Read The Glass Spare Page 3


  This light didn’t apply to Wil.

  The smell of charred air and melted steel hit her even before she’d begun to descend the crumbling steps that led into the basement.

  She found her brother standing in a smoggy rectangle of light that streamed in from the only window. He was staring into his cauldron, so deep in his concentration that he flinched when Wil touched him.

  She laughed. “What were you trying to make?”

  “Flexible armor,” he said.

  “What would you do with flexible armor?” Wil asked. She peered into the cauldron. He tugged her arm, reeling her a step back from the smoke.

  “You’ve seen knights’ armor,” he said. “Imagine if it had all that durability, plus the flexibility of leather.”

  Wil raised a brow. “Papa asked for this?”

  “No, this was purely my own idea,” he said, proudly raising his shoulders. “I do get those on occasion. But Papa was rather anxious to see if I could pull it off.”

  With her thumb, Wil wiped at the condensation on his monocle; though he was nearly blind in his left eye even with the lens, it did provide just enough improvement to help his acuity when he worked. It was held in place by brown leather straps that wrapped around his head like a claw. The dull bronze hue of the leather complemented the metal braces that held his legs steady. Remnants of where the Gray Fever had ravaged him. He was a boy who by the looks of it had arrived in the world before he was finished being assembled.

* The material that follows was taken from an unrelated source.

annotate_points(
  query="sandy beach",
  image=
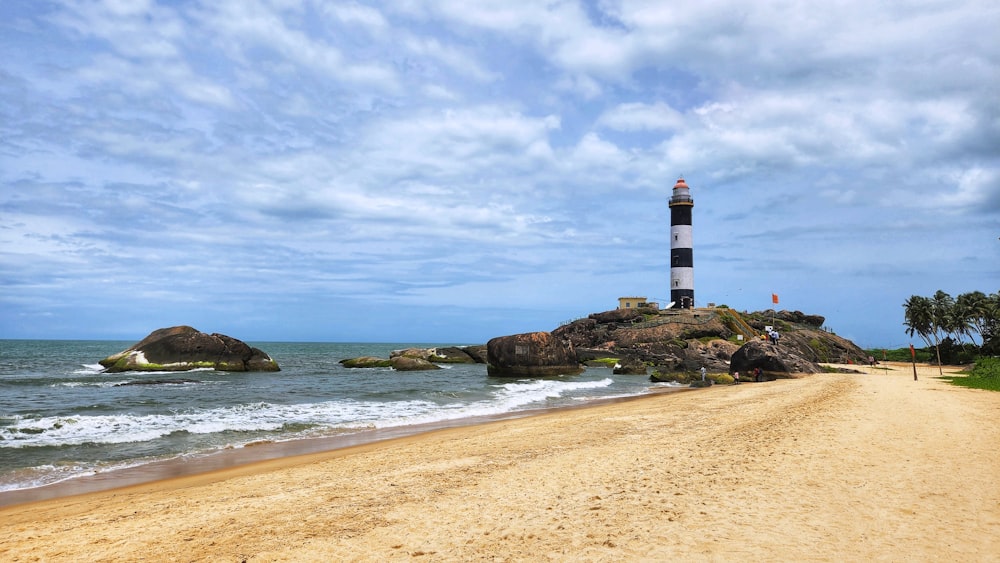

  He blinked at Wil as though waking from a trance. “Did you get it?”

  She unlashed the bag from her shoulder and set it on the table. “Yes, I think most of it survived.” She extracted the tin of granules, the smell burning her throat as she unwound the cloth. “What do you need it for this time?”

  “Bullets.” His voice trailed. He was watching the strain on her face when she breathed. He had not missed the fading burns on her hands. “High winds, Wil. What exactly happened out there?”

  “It’s no big deal.”

  He nodded to the bench that lined the wall. It had been there for hundreds of years, one of the few pieces of furniture he hadn’t hauled down the steps himself. Not that he ever used it—the idea of being still hardly ever occurred to him. “Sit,” he ordered.

  Wil obliged. Sweat beaded her brow.

  Gerdie stood in a beam of light, assessing her as though she were something he’d just extracted from the smoke with a pair of tongs. Bruises were beginning to blossom on her cheek, around her throat. The sight of them awoke him from his frenzy, and for the moment he was not a maddened genius but a boy again, with round cheeks and worried eyes. Her injuries told him the story. The vendor had tried to strangle the life out of her.

  He knelt before her, braces creaking like rusty gears, and brushed the tips of his fingers over her left ribs.

  Wil choked on a scream of pain. Gerdie jerked back. He saw the way her eyes darkened, the way she gasped as she regained herself. “There’s a break,” he said.

  “No.” Wil shook her head. “Just sore. I’m fine.”

  Gerdie ignored her. “I should have gone with you.”

  Wil did enjoy when he snuck away with her into the Port Capital. The way the cogs of his mind turned in such places, the flashes in his eyes as he analyzed the mills that churned the water to harness electricity. The way he caught all the little imperceptible pieces that made a city live.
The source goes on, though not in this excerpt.